ABSTRACT

ABSTRACT: This paper presents an extended formulation to the obstacle avoidance issue for autonomous ground vehicles presented in [1], integrating new functionalities such as multiple and moving obstacles avoidance. Planning and tracking tasks are split into two levels of a hierarchical controller. The high level generates a feasible and safe path solving a nonlinear model predictive control problem using a nonlinear vehicle model defined by spatial coordinates where vehicle position along a path is used as the independent variable. The low level tracks the planned path using a four-wheels vehicle model and solving an MPC problem with a sequential quadratic programming approach.
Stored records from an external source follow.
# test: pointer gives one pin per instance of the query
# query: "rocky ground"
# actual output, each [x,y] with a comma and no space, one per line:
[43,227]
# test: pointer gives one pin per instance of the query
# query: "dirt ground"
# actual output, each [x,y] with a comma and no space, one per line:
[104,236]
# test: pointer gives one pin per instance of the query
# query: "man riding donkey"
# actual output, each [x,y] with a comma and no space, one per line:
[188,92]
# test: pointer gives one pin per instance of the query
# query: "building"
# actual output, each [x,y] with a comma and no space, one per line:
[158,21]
Simulations show the capability of the extended high level control logic to properly detect feasible and obstacle free paths with multiple and moving obstacles on the road where their future trajectories are considered “a priori” known

Keywords: Safety path planner, collision risk estimation, autonomous vehicle, obstacle avoidance, Hierarchical MPC

1 INTRODUCTION

Today modern technologies have the potential for improving safety in the automobile industry: in fact modern vehicles are equipped with computational, sensing and actuating capabilities allowing the design of Advanced Drive Assistant Systems (ADAS), such as Adaptive Cruise Control (ACC) and lane-keeping systems [2]. Current trend in the development of ADAS is focused on systems able to work completely autonomously in complex environments.